Cisco: Soziale Netzwerke bestimmen zukünftig den Medienkonsum

Vizepräsident sieht im Web 2.0 den Beginn einer neuen Medienära

Laut Ciscos Vizepräsident Dan Scheinman können Unternehmen anhand von sozialen Netzwerken am besten verstehen, wie in Zukunft Content verbreitet und konsumiert werden wird. Das sei einer Gründe, weshalb Cisco Linksys und Scientific Atlanta akquiriert habe.
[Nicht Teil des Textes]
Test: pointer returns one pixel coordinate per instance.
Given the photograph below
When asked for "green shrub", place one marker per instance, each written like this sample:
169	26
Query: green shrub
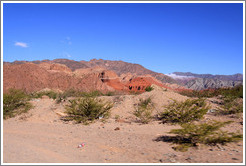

In seiner Keynote auf der Digital Living Connections Konferenz erläuterte Scheinman, wie die digitalen Medien die IT- und Unterhaltungsindustrie durcheinandergewirbelt haben. „Es wird Zeit, dass weniger über Networking-Standards und Mediaserver gesprochen wird, und dafür mehr über Pop-Kultur“, lautet seine Empfehlung an die Technik-Freaks. Des Weiteren meint er, dass die Mitarbeiter mehr Zeit bei Facebook und Myspace verbringen sollten, um zu verstehen, warum diese sozialen Netzwerke so bedeutend sind. Er sieht darin bereits die Lösung für viele Content-Probleme, denen sich Hollywood und andere klassische Content-Provider gegenübersehen.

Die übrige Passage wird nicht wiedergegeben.